Le pouvoir algérien continue la répression des syndicats autonomes en Algérie
Le Réseau
Le Conseil national autonome du personnel enseignant pour les trois cycles d’enseignement (CNAPESTE) fait l’objet d’une procédure de dissolution engagée par le ministère du Travail aklgérien, qui a saisi le 9 mars dernier le Tribunal administratif.

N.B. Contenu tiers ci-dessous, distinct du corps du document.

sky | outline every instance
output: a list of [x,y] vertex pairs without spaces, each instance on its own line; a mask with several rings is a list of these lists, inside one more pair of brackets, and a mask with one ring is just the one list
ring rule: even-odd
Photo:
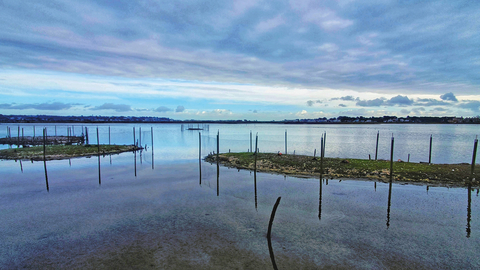
[[480,115],[480,1],[0,0],[0,114]]

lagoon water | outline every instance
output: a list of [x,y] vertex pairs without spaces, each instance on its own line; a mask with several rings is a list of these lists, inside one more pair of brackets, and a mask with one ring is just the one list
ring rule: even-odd
[[[6,127],[0,125],[0,137]],[[97,125],[88,126],[96,143]],[[36,126],[40,134],[43,126]],[[71,125],[70,125],[71,127]],[[98,125],[108,143],[108,125]],[[199,131],[179,124],[112,124],[111,143],[142,153],[47,162],[0,161],[0,268],[271,269],[272,229],[279,269],[478,269],[478,190],[322,181],[234,170],[198,160]],[[151,127],[154,131],[153,150]],[[185,126],[186,127],[186,126]],[[24,124],[24,135],[33,125]],[[75,125],[81,133],[81,125]],[[471,162],[475,125],[210,125],[202,156],[244,152],[250,131],[261,152],[313,155],[327,133],[329,157],[368,158],[380,132],[381,159]],[[53,135],[54,125],[48,125]],[[66,126],[57,125],[65,134]],[[16,133],[15,133],[16,134]],[[12,134],[13,136],[14,134]],[[2,146],[6,148],[8,146]],[[200,174],[201,169],[201,174]],[[390,196],[389,196],[390,194]],[[470,196],[469,196],[470,194]]]

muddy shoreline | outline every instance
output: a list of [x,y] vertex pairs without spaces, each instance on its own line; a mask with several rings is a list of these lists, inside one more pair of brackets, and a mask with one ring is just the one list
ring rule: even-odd
[[[216,162],[216,155],[208,155],[205,161]],[[236,169],[254,170],[253,153],[224,153],[219,155],[219,163]],[[361,160],[343,158],[323,159],[323,178],[327,179],[362,179],[389,182],[390,161]],[[259,153],[257,171],[290,175],[304,178],[319,178],[321,161],[319,158],[302,155],[278,155]],[[475,166],[471,174],[471,165],[462,164],[428,164],[396,161],[393,165],[392,180],[400,184],[417,184],[444,187],[479,187],[480,166]]]
[[[100,151],[98,151],[100,148]],[[135,145],[48,145],[45,160],[62,160],[78,157],[114,155],[142,150]],[[0,159],[43,161],[43,146],[0,150]]]

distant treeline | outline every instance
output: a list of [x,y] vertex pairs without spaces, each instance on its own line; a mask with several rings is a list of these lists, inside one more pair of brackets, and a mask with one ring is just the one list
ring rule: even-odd
[[433,123],[433,124],[480,124],[480,116],[383,116],[383,117],[349,117],[316,119],[285,119],[281,121],[257,120],[174,120],[167,117],[136,116],[55,116],[55,115],[2,115],[0,123],[276,123],[276,124],[379,124],[379,123]]

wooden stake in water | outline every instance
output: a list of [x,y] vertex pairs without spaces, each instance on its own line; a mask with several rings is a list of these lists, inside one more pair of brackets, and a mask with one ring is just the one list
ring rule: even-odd
[[252,149],[252,131],[250,130],[250,153],[253,152]]
[[[140,141],[139,145],[142,146],[142,127],[138,128],[138,140]],[[140,153],[142,153],[142,150],[140,150]]]
[[254,164],[254,170],[257,171],[257,149],[258,149],[258,132],[257,135],[255,136],[255,164]]
[[154,151],[153,151],[153,127],[150,127],[150,132],[152,133],[152,170],[155,168],[155,158],[154,158]]
[[85,140],[87,141],[87,144],[90,144],[88,140],[88,127],[85,127]]
[[432,163],[432,140],[433,137],[430,135],[430,150],[428,151],[428,163]]
[[394,138],[392,135],[392,145],[390,148],[390,182],[393,180],[393,145],[394,145]]
[[277,212],[278,205],[280,204],[280,199],[282,197],[278,197],[275,205],[272,209],[272,214],[270,215],[270,221],[268,222],[268,231],[267,231],[267,242],[268,242],[268,251],[270,253],[270,259],[272,260],[273,269],[277,270],[277,264],[275,263],[275,255],[273,254],[273,247],[272,247],[272,226],[273,220],[275,219],[275,213]]
[[327,146],[327,132],[323,133],[323,156],[325,157],[325,149]]
[[202,185],[202,133],[198,132],[198,171],[200,175],[200,185]]
[[136,142],[136,140],[135,140],[135,127],[133,127],[133,145],[136,145],[135,142]]
[[45,168],[45,183],[47,184],[47,191],[50,191],[48,188],[48,174],[47,174],[47,160],[46,160],[46,152],[47,152],[47,147],[46,147],[46,141],[47,141],[47,129],[43,129],[43,167]]
[[102,184],[102,175],[100,172],[100,135],[98,134],[98,127],[97,127],[97,149],[98,149],[98,184]]
[[471,179],[473,180],[473,174],[475,173],[475,159],[477,157],[477,147],[478,147],[478,139],[475,139],[473,143],[473,155],[472,155],[472,170],[471,170]]

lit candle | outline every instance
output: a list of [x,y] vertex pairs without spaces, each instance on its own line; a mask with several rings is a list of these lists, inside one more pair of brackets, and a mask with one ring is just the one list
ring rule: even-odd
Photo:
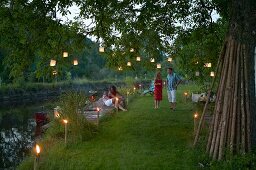
[[37,166],[39,163],[40,152],[41,152],[40,146],[38,144],[36,144],[35,151],[36,151],[36,156],[35,156],[35,161],[34,161],[34,170],[37,169]]
[[140,57],[138,56],[138,57],[136,57],[136,61],[140,61]]
[[126,93],[126,94],[127,94],[127,97],[126,97],[126,98],[127,98],[127,106],[128,106],[128,100],[129,100],[129,91],[127,91],[127,93]]
[[104,51],[105,51],[104,47],[99,47],[99,52],[100,53],[104,53]]
[[67,125],[68,125],[68,120],[67,119],[63,119],[63,123],[65,125],[65,144],[67,144],[67,133],[68,133]]
[[130,61],[128,61],[128,62],[127,62],[127,66],[130,67],[131,65],[132,65],[132,63],[131,63]]
[[74,66],[77,66],[78,65],[78,60],[74,59],[73,64],[74,64]]
[[197,129],[197,119],[198,119],[198,117],[199,117],[199,114],[196,112],[195,114],[194,114],[194,134],[196,134],[196,129]]
[[99,124],[100,124],[100,108],[97,107],[96,111],[97,111],[97,126],[99,126]]
[[55,65],[56,65],[56,60],[53,60],[53,59],[52,59],[52,60],[50,61],[50,66],[51,66],[51,67],[54,67]]
[[67,51],[63,52],[63,57],[65,57],[65,58],[68,57],[68,52]]

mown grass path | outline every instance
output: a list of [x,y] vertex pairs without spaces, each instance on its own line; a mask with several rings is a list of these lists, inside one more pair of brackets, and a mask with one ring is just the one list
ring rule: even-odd
[[40,169],[197,169],[193,105],[181,97],[185,88],[178,91],[175,112],[169,109],[166,93],[157,110],[152,96],[138,96],[128,112],[102,120],[94,139],[52,147]]

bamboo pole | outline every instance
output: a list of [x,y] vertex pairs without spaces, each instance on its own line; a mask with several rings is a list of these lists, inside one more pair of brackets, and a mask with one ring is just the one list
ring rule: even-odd
[[229,58],[229,67],[228,67],[228,72],[227,72],[227,79],[226,79],[226,86],[224,88],[224,106],[222,110],[222,126],[221,126],[221,131],[220,131],[220,146],[219,146],[219,152],[218,152],[218,160],[221,160],[223,157],[223,152],[224,152],[224,147],[225,147],[225,139],[226,139],[226,129],[227,129],[227,124],[228,124],[228,110],[229,110],[229,105],[228,102],[230,100],[230,95],[231,95],[231,74],[232,74],[232,62],[233,62],[233,51],[234,51],[234,40],[231,40],[230,44],[230,53],[228,55]]
[[218,147],[216,146],[217,145],[217,141],[218,141],[218,131],[219,131],[219,127],[221,126],[219,124],[219,120],[221,119],[221,110],[222,110],[222,106],[223,106],[223,87],[225,85],[225,79],[226,79],[226,72],[227,72],[227,69],[228,69],[228,57],[227,54],[229,54],[229,51],[230,51],[230,40],[228,39],[228,42],[227,42],[227,49],[226,49],[226,53],[224,55],[224,61],[223,61],[223,68],[222,68],[222,72],[221,72],[221,80],[220,80],[220,84],[219,84],[219,99],[218,101],[216,101],[215,103],[215,107],[216,107],[216,112],[214,113],[215,114],[215,119],[213,120],[214,121],[214,125],[213,125],[213,136],[212,136],[212,140],[210,140],[211,144],[210,144],[210,156],[213,155],[216,155],[216,149],[215,147]]
[[237,115],[237,98],[238,98],[238,75],[239,75],[239,51],[240,51],[240,43],[237,46],[237,54],[236,54],[236,69],[235,69],[235,89],[234,89],[234,98],[233,98],[233,113],[231,120],[231,136],[230,136],[230,152],[234,152],[234,141],[235,141],[235,125],[236,125],[236,115]]
[[[245,46],[243,46],[244,50],[245,50]],[[248,55],[243,55],[244,57],[244,77],[245,77],[245,104],[246,104],[246,136],[247,136],[247,151],[251,150],[251,122],[250,122],[250,106],[249,106],[249,85],[248,85],[248,73],[247,73],[247,58],[246,56]]]
[[[226,51],[226,43],[225,45],[223,46],[222,50],[221,50],[221,54],[219,55],[219,59],[218,59],[218,63],[217,63],[217,66],[216,66],[216,70],[215,70],[215,73],[217,75],[219,69],[220,69],[220,65],[222,64],[222,60],[223,60],[223,55]],[[215,80],[216,80],[216,77],[214,77],[213,81],[212,81],[212,84],[210,86],[210,89],[208,90],[208,94],[207,94],[207,100],[206,100],[206,103],[204,105],[204,109],[203,109],[203,113],[200,117],[200,121],[199,121],[199,124],[198,124],[198,127],[197,127],[197,131],[196,131],[196,135],[195,135],[195,139],[194,139],[194,143],[193,143],[193,146],[195,147],[197,142],[198,142],[198,138],[199,138],[199,134],[200,134],[200,131],[202,129],[202,124],[203,124],[203,120],[204,120],[204,116],[205,116],[205,112],[206,112],[206,109],[208,107],[208,104],[209,104],[209,100],[210,100],[210,95],[211,95],[211,91],[212,91],[212,88],[214,86],[214,83],[215,83]]]

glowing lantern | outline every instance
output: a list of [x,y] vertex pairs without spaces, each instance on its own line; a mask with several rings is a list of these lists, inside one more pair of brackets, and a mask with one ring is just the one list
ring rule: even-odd
[[140,61],[140,57],[138,56],[138,57],[136,57],[136,61]]
[[74,59],[73,64],[74,64],[74,66],[77,66],[78,65],[78,60]]
[[205,63],[205,64],[204,64],[204,67],[210,68],[210,67],[212,67],[212,63]]
[[156,65],[156,68],[161,68],[161,64],[157,64],[157,65]]
[[68,52],[67,52],[67,51],[64,51],[64,52],[63,52],[63,57],[64,57],[64,58],[68,57]]
[[52,71],[52,75],[57,75],[58,74],[58,72],[56,71],[56,70],[54,70],[54,71]]
[[40,146],[36,144],[36,155],[39,156],[40,152],[41,152]]
[[50,66],[51,66],[51,67],[56,66],[56,60],[53,60],[53,59],[52,59],[52,60],[50,61]]
[[104,53],[104,52],[105,52],[104,47],[99,47],[99,52],[100,52],[100,53]]
[[155,59],[154,59],[154,58],[151,58],[151,59],[150,59],[150,62],[151,62],[151,63],[154,63],[154,62],[155,62]]
[[196,71],[196,76],[198,77],[200,75],[199,71]]
[[119,70],[119,71],[122,71],[122,70],[123,70],[123,68],[120,66],[120,67],[118,67],[118,70]]

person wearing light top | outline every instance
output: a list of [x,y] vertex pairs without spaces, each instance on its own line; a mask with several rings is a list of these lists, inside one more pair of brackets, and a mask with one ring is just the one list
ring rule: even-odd
[[174,111],[176,109],[176,90],[178,85],[181,83],[181,79],[176,73],[173,72],[173,68],[171,67],[168,68],[167,73],[166,87],[168,101],[170,103],[170,108]]

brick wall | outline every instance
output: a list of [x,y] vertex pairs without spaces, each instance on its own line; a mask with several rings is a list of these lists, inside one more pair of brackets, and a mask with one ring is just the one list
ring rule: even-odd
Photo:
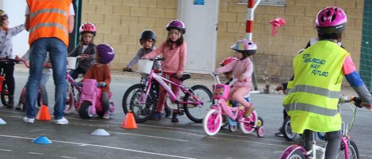
[[[230,49],[244,36],[247,5],[238,0],[220,0],[216,66],[225,57],[233,55]],[[254,62],[257,78],[286,81],[293,74],[292,59],[309,40],[317,36],[315,16],[320,9],[340,6],[347,15],[348,22],[342,43],[359,65],[363,0],[286,0],[285,6],[259,5],[254,12],[253,40],[258,47]],[[286,23],[271,36],[269,21],[277,17]]]
[[155,46],[165,40],[165,26],[177,17],[177,0],[83,0],[81,22],[96,25],[96,44],[104,42],[115,51],[112,69],[121,69],[141,48],[144,29],[157,36]]
[[[220,0],[217,66],[225,57],[234,55],[230,46],[244,36],[247,5],[238,4],[238,1]],[[167,23],[177,17],[177,2],[83,0],[82,22],[96,25],[95,42],[112,45],[117,54],[111,66],[121,69],[140,48],[138,37],[142,30],[150,29],[156,32],[156,46],[165,40]],[[342,7],[348,16],[342,42],[359,69],[363,0],[286,0],[286,3],[285,6],[259,5],[255,11],[253,39],[258,50],[254,62],[259,79],[286,81],[292,75],[293,57],[316,36],[317,13],[333,5]],[[285,18],[286,24],[272,37],[269,22],[276,17]]]

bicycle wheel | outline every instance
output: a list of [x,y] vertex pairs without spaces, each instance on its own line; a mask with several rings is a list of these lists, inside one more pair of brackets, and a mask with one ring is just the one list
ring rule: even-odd
[[[302,152],[299,149],[296,149],[294,151],[288,149],[287,148],[280,156],[279,159],[307,159]],[[287,152],[287,150],[292,151]]]
[[345,145],[343,144],[341,144],[341,147],[340,149],[340,151],[339,152],[339,154],[337,155],[337,159],[346,159],[346,155],[348,155],[349,158],[350,159],[359,159],[359,151],[358,150],[358,147],[356,147],[356,144],[351,139],[350,139],[349,141],[350,144],[349,144],[348,146],[349,154],[345,154]]
[[[209,89],[203,85],[195,85],[191,87],[194,95],[203,102],[201,106],[192,104],[183,104],[183,109],[187,117],[195,123],[201,123],[203,118],[205,116],[209,107],[214,104],[212,98],[212,92]],[[185,102],[196,102],[190,94],[185,94],[183,98]]]
[[212,136],[219,131],[222,124],[222,117],[218,111],[214,109],[208,111],[205,118],[203,120],[203,128],[207,135]]
[[291,118],[287,118],[283,123],[282,133],[284,136],[284,138],[289,141],[293,140],[297,134],[292,132],[292,129],[291,127]]
[[1,90],[1,103],[3,105],[6,107],[8,105],[8,102],[9,102],[9,95],[8,94],[8,88],[5,82],[3,82],[3,90]]
[[153,92],[150,91],[145,103],[141,104],[140,98],[145,88],[144,84],[135,84],[127,90],[123,97],[123,110],[126,114],[131,110],[137,123],[143,123],[150,119],[155,111],[157,103]]

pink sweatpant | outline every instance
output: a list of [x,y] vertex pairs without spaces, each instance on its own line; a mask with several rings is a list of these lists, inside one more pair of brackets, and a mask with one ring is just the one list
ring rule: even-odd
[[249,93],[250,91],[251,88],[249,87],[234,87],[229,92],[228,100],[232,99],[244,107],[249,107],[249,103],[243,97]]

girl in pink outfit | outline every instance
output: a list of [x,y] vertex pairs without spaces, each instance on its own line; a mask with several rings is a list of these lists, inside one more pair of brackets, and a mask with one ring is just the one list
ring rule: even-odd
[[[167,25],[168,30],[168,38],[155,50],[143,57],[148,59],[155,57],[163,53],[163,57],[165,58],[161,62],[163,77],[176,83],[179,83],[179,78],[182,77],[186,63],[186,43],[183,41],[182,35],[186,29],[182,22],[179,20],[171,21]],[[177,87],[172,85],[172,91],[175,94],[177,91]],[[152,120],[158,120],[161,118],[161,112],[164,108],[166,92],[165,90],[161,87],[159,91],[159,98],[156,106],[156,110],[151,118]],[[173,110],[172,122],[178,122],[176,109]]]
[[253,42],[243,39],[237,42],[231,48],[236,51],[235,56],[239,60],[218,68],[216,71],[220,73],[232,71],[233,78],[238,81],[230,89],[228,100],[235,100],[246,107],[244,116],[247,117],[253,111],[253,107],[243,97],[251,90],[253,65],[250,57],[256,53],[257,46]]

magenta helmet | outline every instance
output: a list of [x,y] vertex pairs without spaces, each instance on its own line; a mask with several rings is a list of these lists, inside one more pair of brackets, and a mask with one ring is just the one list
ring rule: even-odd
[[96,49],[102,63],[108,64],[112,61],[115,56],[114,49],[105,43],[99,44],[96,47]]
[[256,53],[257,45],[253,42],[246,39],[238,40],[231,47],[231,49],[238,52],[251,55]]
[[347,22],[346,14],[342,9],[330,7],[318,13],[315,25],[319,35],[337,38],[345,30]]
[[182,33],[185,33],[186,28],[185,25],[180,20],[173,20],[169,22],[167,25],[167,30],[169,31],[172,29],[175,29],[182,32]]

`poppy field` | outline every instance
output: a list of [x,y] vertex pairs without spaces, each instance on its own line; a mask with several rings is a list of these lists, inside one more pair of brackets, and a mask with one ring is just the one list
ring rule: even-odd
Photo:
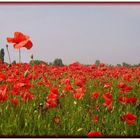
[[[20,33],[7,41],[32,47]],[[0,63],[1,136],[140,135],[140,67],[20,61]]]

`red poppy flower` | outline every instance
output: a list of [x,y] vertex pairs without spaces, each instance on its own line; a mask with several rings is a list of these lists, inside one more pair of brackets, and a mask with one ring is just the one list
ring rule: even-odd
[[91,94],[91,98],[92,98],[92,99],[97,99],[99,96],[100,96],[100,92],[93,92],[93,93]]
[[111,88],[112,87],[112,83],[106,83],[104,85],[104,89],[108,89],[108,88]]
[[84,96],[83,88],[78,88],[78,89],[76,89],[76,91],[75,91],[74,94],[73,94],[73,97],[74,97],[75,99],[79,99],[79,100],[80,100],[83,96]]
[[91,131],[87,134],[88,137],[102,137],[103,134],[97,131]]
[[19,100],[18,99],[11,99],[11,103],[16,106],[18,104]]
[[92,118],[93,123],[98,123],[99,122],[99,116],[96,115]]
[[29,40],[29,36],[24,35],[21,32],[15,32],[13,38],[7,37],[7,42],[15,43],[14,44],[15,49],[23,47],[30,49],[33,46],[32,42]]

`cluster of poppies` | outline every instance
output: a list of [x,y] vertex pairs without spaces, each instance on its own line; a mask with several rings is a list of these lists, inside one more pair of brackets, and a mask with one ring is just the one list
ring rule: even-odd
[[[14,43],[16,49],[23,47],[30,49],[33,46],[29,36],[21,32],[15,32],[14,37],[7,38],[7,41]],[[140,67],[109,67],[105,64],[85,66],[79,63],[64,67],[26,63],[9,66],[1,63],[0,69],[0,102],[5,103],[10,100],[14,107],[19,104],[19,99],[22,99],[21,101],[24,103],[34,101],[36,94],[31,91],[36,86],[48,89],[48,92],[45,92],[44,99],[46,110],[57,108],[59,99],[68,94],[71,94],[70,97],[76,101],[83,100],[85,95],[88,94],[89,101],[95,103],[95,110],[98,112],[100,106],[112,112],[114,99],[120,105],[135,105],[139,101],[139,97],[134,94],[134,89],[139,88]],[[87,83],[90,83],[90,92],[87,90]],[[100,105],[98,105],[99,98],[103,100]],[[92,117],[94,124],[98,123],[99,119],[99,115]],[[131,111],[124,112],[120,115],[120,120],[133,125],[137,116]],[[87,136],[102,137],[103,134],[91,130]]]

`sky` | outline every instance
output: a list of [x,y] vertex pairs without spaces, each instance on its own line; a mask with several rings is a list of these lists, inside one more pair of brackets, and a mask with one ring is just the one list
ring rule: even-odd
[[0,4],[0,48],[9,45],[11,60],[18,50],[6,42],[19,31],[29,35],[30,50],[21,49],[22,62],[34,59],[64,64],[140,63],[140,5]]

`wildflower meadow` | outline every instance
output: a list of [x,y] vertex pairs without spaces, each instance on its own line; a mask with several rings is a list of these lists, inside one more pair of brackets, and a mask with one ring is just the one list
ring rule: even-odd
[[140,136],[140,67],[29,64],[21,60],[29,36],[15,32],[7,44],[19,62],[9,52],[0,63],[1,136]]

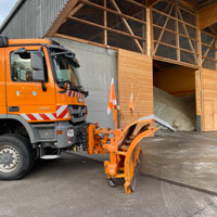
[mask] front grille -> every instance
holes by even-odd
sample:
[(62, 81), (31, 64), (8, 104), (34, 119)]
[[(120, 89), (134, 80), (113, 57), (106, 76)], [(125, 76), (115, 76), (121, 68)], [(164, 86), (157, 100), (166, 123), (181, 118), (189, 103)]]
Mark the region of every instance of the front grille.
[(86, 105), (69, 105), (68, 108), (73, 123), (86, 120), (86, 116), (88, 113)]

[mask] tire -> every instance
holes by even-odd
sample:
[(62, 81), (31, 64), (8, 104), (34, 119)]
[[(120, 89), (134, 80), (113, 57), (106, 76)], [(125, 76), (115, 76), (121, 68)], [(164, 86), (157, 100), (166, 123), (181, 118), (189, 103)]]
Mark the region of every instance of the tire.
[(29, 141), (21, 135), (0, 136), (0, 180), (17, 180), (34, 166)]

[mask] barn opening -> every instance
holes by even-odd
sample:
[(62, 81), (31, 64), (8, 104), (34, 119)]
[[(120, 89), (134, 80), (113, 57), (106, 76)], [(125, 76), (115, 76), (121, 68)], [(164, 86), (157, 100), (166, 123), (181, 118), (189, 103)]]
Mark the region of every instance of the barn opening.
[(153, 62), (154, 114), (178, 131), (196, 130), (195, 68)]

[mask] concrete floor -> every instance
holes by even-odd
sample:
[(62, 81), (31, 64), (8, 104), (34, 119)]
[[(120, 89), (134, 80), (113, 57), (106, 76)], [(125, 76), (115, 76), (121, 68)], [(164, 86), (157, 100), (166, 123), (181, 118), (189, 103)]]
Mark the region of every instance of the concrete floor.
[(217, 195), (217, 132), (158, 131), (142, 150), (142, 174)]
[(0, 181), (0, 217), (216, 217), (217, 197), (138, 177), (136, 192), (111, 188), (103, 163), (64, 155), (20, 181)]

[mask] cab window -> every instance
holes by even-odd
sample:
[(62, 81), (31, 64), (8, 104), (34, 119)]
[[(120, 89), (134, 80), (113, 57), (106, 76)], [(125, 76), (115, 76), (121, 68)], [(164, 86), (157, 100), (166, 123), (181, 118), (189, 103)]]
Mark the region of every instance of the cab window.
[[(36, 73), (31, 68), (30, 52), (25, 53), (11, 53), (11, 78), (17, 82), (31, 82), (35, 81), (33, 74)], [(44, 58), (43, 58), (44, 59)], [(44, 66), (46, 66), (46, 60)], [(47, 67), (46, 68), (46, 81), (48, 81)]]

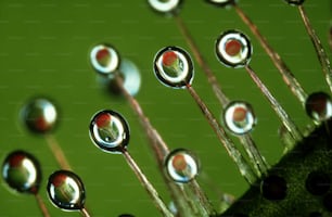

Dans un communiqué en date du 18 avril, le CNAPESTE précise notamment que « cette action a été entamée sous prétexte de « non-respect de la loi n° 23-02 », alors qu’il a « rempli toutes ses obligations procédurales ; d’absence de représentation, alors qu’aucune décision n’a été prise sur les modalités de mise en œuvre des éléments de représentation ; de non-respect des décisions de justice, alors que celles-ci n’ont pas été notifiées par les voies officielles ». Le syndicat mentionne également les « pressions administratives » dont est « victime le coordinateur national », de telles pressions à l'encontre de représentant-es des syndicats autonomes étant loin d'être rares, comme l'ont expérimenté des camarades du SNAPAP (Syndicat National Autonome des Personnels de l'Administration Publique) et du SESS (Syndicat des Enseignant-es du Supérieur Solidaires), membres de la CGATA (Confédération Générale Autonome des Travailleuses et travailleurs en Algérie).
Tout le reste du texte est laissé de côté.